Although various groups are making efforts to reach consensus on the science and process of measuring air quality, they are confounded by these startups that believe (or their investors believe) their business depends on big data that is owned and protected. Startups don’t naturally collaborate, share, or conduct open research, and I haven’t seen any air quality startups with a mechanism for making data collected available if the business is shut down.
Air quality startups may seem like a niche issue. But the issue of sharing pools of data applies to many very important industries. I see, for instance, a related challenge in data from clinical trials.
The lack of central repositories of data from past clinical trials has made it difficult, if not impossible, for researchers to look back at the science that has already been performed. The federal government spends billions of dollars on research, and while some projects like the Cancer Moonshot mandate data openness, most government funding doesn’t require it. Biopharmaceutical firms submit trial data evidence to the FDA—but not to researchers or the general public as a rule, in much the same way that most makers of air quality detection gadgets don’t share their data. Clinical trial data and medical research funded by government thus may sit hidden behind corporate doors at big companies. Preventing the use of such data impedes discovery of new drugs through novel techniques and makes it impossible for benefits and results to accrue to other trials.
Open data will be key to modernizing the clinical trial process and integrating AI and other advanced techniques used for analyses, which would greatly improve health care in general. I discuss some these considerations in my PhD thesis in more detail.
Some clinical trials have already begun requiring the sharing of individual patient data for clinical analyses within six months of a trial’s end.
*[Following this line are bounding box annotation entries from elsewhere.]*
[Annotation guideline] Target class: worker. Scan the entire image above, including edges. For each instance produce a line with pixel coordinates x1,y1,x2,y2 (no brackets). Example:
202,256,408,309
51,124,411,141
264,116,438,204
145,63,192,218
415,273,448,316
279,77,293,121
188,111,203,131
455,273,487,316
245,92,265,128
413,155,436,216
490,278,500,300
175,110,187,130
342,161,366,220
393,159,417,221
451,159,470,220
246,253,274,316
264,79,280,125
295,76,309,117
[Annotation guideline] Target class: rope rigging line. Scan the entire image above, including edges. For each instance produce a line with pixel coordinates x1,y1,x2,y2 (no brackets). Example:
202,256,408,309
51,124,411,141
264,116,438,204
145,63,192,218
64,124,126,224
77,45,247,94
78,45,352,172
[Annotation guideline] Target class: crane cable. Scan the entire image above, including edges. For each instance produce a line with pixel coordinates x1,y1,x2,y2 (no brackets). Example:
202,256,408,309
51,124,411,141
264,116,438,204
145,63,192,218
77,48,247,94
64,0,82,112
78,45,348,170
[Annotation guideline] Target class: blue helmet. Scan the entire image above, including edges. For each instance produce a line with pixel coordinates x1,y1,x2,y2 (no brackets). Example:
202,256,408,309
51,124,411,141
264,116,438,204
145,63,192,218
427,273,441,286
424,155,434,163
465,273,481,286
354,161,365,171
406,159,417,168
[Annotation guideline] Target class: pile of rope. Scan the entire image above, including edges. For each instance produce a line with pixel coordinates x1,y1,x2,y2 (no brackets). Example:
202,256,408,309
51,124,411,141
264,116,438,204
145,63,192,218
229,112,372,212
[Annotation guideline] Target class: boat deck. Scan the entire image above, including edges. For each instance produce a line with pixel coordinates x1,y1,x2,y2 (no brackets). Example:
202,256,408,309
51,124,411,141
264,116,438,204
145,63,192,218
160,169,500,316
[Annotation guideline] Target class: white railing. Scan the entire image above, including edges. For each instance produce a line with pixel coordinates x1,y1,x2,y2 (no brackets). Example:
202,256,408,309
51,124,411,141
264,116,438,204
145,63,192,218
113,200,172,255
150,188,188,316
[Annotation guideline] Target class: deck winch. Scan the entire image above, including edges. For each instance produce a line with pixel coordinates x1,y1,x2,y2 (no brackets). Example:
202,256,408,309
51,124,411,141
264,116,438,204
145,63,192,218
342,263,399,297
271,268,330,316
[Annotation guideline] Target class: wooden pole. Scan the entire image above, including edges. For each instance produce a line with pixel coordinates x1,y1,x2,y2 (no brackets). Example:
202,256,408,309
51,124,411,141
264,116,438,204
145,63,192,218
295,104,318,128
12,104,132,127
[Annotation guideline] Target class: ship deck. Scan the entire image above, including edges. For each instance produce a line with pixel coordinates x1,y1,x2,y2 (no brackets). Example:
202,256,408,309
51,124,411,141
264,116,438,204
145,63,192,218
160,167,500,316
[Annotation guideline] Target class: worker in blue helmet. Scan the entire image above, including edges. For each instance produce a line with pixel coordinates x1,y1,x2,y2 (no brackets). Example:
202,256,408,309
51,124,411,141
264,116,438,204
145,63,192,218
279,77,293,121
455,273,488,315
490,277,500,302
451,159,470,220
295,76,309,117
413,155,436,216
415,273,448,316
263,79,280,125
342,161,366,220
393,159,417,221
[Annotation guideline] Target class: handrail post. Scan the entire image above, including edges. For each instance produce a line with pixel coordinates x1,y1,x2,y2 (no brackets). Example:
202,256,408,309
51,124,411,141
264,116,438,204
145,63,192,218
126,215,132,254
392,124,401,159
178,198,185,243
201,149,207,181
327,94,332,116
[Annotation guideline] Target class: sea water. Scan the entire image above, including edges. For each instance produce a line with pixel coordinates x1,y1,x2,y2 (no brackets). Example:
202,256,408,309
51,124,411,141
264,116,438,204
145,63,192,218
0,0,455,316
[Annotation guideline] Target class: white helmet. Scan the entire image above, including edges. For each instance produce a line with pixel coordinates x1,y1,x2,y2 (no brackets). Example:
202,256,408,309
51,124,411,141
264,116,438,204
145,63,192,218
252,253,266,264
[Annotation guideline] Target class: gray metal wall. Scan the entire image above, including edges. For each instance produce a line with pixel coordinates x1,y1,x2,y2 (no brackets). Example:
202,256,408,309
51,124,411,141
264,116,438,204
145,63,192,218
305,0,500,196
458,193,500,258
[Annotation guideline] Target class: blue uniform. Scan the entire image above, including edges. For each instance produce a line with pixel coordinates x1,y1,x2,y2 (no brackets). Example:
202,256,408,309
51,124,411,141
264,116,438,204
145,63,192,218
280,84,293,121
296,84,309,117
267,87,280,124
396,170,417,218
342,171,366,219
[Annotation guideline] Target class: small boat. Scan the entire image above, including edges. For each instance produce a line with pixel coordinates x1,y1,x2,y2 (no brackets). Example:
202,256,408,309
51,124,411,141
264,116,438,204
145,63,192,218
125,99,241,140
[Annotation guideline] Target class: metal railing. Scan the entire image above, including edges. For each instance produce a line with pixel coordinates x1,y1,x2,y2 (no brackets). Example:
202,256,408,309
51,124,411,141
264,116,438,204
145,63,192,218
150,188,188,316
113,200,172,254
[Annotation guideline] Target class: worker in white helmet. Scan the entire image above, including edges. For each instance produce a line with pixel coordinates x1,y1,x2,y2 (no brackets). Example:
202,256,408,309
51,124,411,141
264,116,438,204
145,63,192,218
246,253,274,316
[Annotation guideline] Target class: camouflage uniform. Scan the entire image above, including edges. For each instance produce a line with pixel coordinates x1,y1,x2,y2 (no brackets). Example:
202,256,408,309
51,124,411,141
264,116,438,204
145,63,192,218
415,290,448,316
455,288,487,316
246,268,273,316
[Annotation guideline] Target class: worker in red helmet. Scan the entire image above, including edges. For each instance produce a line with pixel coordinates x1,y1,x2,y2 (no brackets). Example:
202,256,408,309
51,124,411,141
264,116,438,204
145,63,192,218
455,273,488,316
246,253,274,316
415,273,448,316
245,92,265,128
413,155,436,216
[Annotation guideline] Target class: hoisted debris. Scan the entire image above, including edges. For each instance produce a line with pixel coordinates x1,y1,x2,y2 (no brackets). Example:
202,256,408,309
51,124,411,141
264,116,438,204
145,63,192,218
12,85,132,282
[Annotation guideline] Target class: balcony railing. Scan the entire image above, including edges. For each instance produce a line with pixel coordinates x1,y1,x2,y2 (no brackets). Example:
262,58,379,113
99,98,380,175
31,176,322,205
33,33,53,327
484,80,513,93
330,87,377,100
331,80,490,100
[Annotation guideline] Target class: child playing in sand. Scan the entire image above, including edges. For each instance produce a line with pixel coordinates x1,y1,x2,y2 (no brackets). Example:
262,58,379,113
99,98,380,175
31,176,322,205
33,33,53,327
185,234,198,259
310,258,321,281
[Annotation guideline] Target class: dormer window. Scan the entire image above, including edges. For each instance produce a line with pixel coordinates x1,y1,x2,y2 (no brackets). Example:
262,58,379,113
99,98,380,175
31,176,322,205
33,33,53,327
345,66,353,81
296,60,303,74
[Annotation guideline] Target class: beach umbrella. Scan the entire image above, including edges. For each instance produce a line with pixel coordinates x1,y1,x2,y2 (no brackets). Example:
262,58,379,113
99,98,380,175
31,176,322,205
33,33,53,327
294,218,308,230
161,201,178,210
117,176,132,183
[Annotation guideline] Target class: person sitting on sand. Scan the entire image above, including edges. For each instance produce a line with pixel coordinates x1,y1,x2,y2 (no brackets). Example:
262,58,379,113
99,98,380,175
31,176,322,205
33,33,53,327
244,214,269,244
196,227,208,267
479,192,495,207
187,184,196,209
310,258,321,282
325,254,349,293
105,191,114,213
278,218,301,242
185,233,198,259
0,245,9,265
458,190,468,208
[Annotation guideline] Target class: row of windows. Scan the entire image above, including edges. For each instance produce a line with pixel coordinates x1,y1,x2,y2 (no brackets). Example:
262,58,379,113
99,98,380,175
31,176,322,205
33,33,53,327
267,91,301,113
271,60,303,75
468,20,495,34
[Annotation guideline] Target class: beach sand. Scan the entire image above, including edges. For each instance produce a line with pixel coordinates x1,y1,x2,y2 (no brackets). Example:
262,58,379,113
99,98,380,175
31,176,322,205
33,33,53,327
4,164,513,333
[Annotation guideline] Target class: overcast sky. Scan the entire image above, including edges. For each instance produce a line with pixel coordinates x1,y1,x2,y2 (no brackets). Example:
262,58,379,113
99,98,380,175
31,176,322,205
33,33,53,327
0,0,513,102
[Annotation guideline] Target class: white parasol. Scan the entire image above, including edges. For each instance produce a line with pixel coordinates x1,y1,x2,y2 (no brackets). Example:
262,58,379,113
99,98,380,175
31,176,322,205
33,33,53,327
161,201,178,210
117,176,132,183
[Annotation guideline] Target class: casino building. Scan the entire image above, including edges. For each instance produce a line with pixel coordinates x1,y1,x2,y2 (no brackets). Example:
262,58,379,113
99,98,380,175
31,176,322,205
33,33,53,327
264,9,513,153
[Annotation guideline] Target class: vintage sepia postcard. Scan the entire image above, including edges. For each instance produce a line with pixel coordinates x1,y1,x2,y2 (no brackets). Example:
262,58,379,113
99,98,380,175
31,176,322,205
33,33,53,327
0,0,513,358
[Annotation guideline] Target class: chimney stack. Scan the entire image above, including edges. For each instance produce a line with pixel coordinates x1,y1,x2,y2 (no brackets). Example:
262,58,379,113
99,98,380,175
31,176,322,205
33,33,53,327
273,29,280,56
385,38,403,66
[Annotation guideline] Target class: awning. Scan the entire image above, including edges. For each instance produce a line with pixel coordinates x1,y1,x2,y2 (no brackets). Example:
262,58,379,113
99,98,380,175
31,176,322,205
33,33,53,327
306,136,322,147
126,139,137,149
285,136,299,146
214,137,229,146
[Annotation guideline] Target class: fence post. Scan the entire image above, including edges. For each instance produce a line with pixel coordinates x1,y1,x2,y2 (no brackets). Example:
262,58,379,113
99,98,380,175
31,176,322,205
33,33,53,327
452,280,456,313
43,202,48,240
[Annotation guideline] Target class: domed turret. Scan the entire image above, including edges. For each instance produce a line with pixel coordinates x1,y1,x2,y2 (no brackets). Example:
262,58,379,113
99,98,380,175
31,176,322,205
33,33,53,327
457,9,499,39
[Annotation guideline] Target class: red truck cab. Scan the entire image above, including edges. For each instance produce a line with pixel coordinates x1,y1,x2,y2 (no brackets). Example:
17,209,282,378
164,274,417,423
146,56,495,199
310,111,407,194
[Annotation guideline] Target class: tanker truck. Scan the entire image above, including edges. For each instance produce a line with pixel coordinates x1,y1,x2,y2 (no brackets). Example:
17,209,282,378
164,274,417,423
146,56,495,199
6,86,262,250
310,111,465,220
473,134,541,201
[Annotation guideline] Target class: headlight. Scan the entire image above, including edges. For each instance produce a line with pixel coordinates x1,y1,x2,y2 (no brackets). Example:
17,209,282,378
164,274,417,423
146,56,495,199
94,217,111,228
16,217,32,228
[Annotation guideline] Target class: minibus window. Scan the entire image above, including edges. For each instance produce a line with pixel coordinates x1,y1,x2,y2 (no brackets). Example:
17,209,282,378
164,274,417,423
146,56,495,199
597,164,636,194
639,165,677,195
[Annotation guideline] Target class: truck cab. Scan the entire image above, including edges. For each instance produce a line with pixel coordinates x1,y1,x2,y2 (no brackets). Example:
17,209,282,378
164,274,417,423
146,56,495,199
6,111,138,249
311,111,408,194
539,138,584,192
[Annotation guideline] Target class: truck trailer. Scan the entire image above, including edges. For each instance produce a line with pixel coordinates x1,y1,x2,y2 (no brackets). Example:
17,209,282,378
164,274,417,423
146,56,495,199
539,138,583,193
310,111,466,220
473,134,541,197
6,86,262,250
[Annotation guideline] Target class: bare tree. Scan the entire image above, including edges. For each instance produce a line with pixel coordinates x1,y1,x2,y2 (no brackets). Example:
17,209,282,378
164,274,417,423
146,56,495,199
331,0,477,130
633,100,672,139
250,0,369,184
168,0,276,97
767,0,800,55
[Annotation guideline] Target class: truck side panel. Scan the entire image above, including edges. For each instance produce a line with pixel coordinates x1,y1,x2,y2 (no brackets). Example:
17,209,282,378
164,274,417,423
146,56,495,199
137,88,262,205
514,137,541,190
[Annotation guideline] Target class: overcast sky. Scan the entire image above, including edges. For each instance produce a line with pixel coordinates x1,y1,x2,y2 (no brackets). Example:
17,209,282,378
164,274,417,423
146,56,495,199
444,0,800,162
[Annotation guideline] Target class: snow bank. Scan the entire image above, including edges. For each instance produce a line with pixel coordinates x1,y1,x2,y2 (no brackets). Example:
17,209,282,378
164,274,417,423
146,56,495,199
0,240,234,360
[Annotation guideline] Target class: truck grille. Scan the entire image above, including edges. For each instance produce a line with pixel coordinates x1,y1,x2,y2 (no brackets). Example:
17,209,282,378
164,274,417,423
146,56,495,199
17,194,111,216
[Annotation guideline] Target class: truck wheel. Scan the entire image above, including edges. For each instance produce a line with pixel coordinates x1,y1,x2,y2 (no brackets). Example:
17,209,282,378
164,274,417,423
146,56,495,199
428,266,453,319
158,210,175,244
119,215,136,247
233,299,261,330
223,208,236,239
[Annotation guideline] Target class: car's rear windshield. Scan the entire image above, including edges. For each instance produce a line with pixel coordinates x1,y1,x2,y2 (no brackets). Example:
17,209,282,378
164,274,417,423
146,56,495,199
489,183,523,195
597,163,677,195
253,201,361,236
And there are several initiatives sharing data in a noncompetitive manner, which lets researchers create promising ecosystems and data “lakes” that could lead to new insights and better therapies.
Overwhelming public outcry can also help spur the embrace of open data. Before the 2011 earthquake in Japan, only the government there and large corporations held radiation measurements, and those were not granular. People only began caring about radiation measurements when the Fukushima Daiichi site started spewing radioactive material, and the organizations that held that data were reticent to release it because they wanted to avoid causing panic. However, the public demanded the data, and that drove the activism that fueled the success of Safecast. (Free and open source software also started with hobbyists and academics. Initially there was a great deal of fighting between advocacy groups and corporations, but eventually the business models clicked and free and open source software became mainstream.)
We have a choice about which sensors we buy. Before going out and buying a new fancy sensor or backing that viral Kickstarter campaign, make sure the organization behind it makes a credible case about the scholarship underpinning its technology; explains its data standards; and most importantly, pledges to share its data using a Creative Commons CC0 dedication. For privacy-sensitive data sets that can’t be fully open, like those at Ancestry.com and 23andme, advances in cryptography such as multiparty computation and zero knowledge proofs would allow researchers to learn from data sets without the release of sensitive details.
We have the opportunity and the imperative to reframe the debate on who should own and control our data. Big Data's narrative sells the idea that those owning the data control the market, and it is playing out in a tragedy of the commons, confounding the use of information for society and science.